Saturday, January 20, 2018

Don't be a knee-Jerk on the way to GDPR

Yesterday morning my inbox was littered with, essentially, spam. These were posts to a discussion thread in an online community which I had not subscribed to, that system sending me the messages anyway.

It seems, someone wanted to protect people like me from having personal data poached from group discussions and related pages they’re managing. We can understand that this is a valuable goal, and in fact is consistent with requirements under GDPR to protect Subject’s personal information. So in their system, they have redacted email addresses, replacing mine with gl…@gmail.com.  I’m thrilled my email address is not displayed in the clear on this site, and equally happy that a data breach or similar event won’t expose my personal details in the wild.

Or I would be thrilled, were my inbox not full.

Because somehow their system still sends notification to subscribers. In reality it looks like it is sending emails to everyone it knows whose email address matches the redacted pattern. Trying to send an email to a true subscriber, gl…@gmail.com, they seem to have sent an email to all gl…@gmail.coms. Including to me.

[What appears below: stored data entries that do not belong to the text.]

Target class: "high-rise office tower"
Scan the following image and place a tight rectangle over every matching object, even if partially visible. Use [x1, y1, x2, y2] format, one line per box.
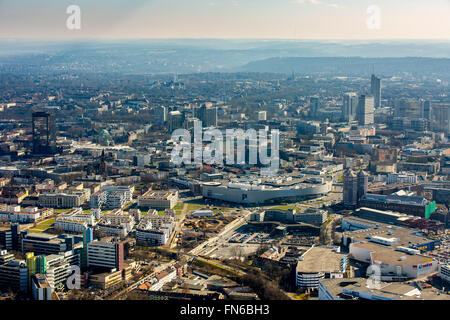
[422, 100, 432, 120]
[357, 95, 375, 126]
[81, 227, 93, 269]
[371, 74, 382, 109]
[343, 169, 368, 208]
[309, 97, 320, 118]
[394, 98, 422, 118]
[87, 240, 124, 271]
[342, 93, 358, 122]
[195, 104, 217, 127]
[154, 106, 167, 124]
[168, 110, 185, 131]
[357, 170, 368, 201]
[11, 223, 21, 251]
[32, 111, 56, 155]
[432, 104, 450, 135]
[343, 169, 358, 208]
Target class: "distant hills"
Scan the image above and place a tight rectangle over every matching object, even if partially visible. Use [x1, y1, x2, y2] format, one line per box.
[240, 57, 450, 78]
[0, 39, 449, 77]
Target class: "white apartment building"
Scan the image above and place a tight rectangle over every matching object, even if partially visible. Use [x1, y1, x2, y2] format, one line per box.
[54, 219, 88, 233]
[0, 205, 53, 223]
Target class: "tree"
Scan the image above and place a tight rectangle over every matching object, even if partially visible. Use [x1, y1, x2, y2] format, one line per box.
[241, 272, 289, 300]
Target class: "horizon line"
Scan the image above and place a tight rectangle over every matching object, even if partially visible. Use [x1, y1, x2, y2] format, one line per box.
[1, 37, 450, 42]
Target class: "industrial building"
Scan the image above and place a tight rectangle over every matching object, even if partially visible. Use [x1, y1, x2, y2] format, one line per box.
[359, 193, 436, 219]
[349, 242, 438, 281]
[319, 278, 449, 300]
[342, 217, 441, 253]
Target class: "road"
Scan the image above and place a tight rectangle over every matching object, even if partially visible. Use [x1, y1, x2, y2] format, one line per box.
[166, 202, 188, 248]
[189, 210, 251, 256]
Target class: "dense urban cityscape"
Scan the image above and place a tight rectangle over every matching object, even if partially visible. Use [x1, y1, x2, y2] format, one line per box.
[0, 1, 449, 310]
[0, 53, 449, 302]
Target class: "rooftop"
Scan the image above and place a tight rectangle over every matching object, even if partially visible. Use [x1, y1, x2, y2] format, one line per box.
[350, 242, 434, 266]
[320, 278, 450, 300]
[297, 246, 346, 273]
[343, 219, 436, 248]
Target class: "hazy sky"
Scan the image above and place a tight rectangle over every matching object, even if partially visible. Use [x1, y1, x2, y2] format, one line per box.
[0, 0, 449, 39]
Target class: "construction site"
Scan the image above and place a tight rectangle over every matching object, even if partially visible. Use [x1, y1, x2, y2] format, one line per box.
[178, 211, 236, 250]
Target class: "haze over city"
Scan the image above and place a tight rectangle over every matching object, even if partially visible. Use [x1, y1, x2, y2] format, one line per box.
[0, 0, 449, 39]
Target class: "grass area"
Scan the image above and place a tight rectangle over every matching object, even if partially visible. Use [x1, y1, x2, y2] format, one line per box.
[29, 218, 55, 233]
[53, 209, 69, 213]
[187, 203, 206, 211]
[173, 202, 184, 211]
[193, 258, 240, 278]
[271, 205, 298, 210]
[175, 210, 182, 216]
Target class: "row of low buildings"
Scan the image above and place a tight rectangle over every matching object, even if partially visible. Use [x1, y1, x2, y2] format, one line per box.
[0, 204, 53, 223]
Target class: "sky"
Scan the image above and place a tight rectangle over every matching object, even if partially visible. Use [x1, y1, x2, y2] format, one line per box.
[0, 0, 449, 40]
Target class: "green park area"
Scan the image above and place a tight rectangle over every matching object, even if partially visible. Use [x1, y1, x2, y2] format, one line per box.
[29, 218, 55, 233]
[270, 204, 310, 211]
[186, 203, 205, 211]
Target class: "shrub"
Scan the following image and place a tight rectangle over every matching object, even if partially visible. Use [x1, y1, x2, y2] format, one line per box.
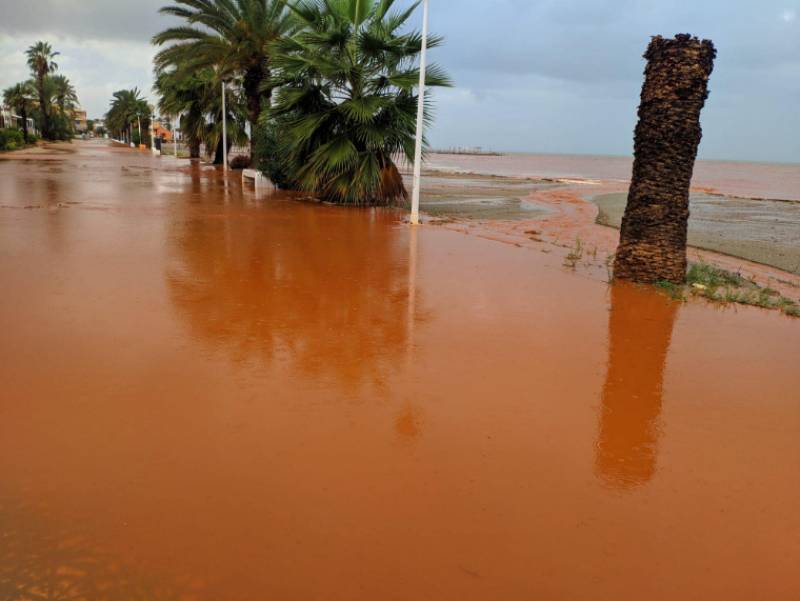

Many people got these emails, and putting it mildly, they’re not happy about it. My HR department won’t let me post many of their comments on the topic. Especially since, to unsubscribe from a thread they didn’t subscribe to, recipients were being asked to click through an acceptance of Terms of Service.  Bad form!

Were it in effect, and in absence of a less blunt instrument, I guess GDPR offers these subjects a recourse: Dear DPO, I’m gl…@gmail.com, please erase me.  How will that go?

Let’s see now, what’s 4% of gross revenue for any of the large developer community owners?

So yes, we need to protect Subject data, but unthoughtful knee-jerk redaction without concern for downstream impact isn’t the answer.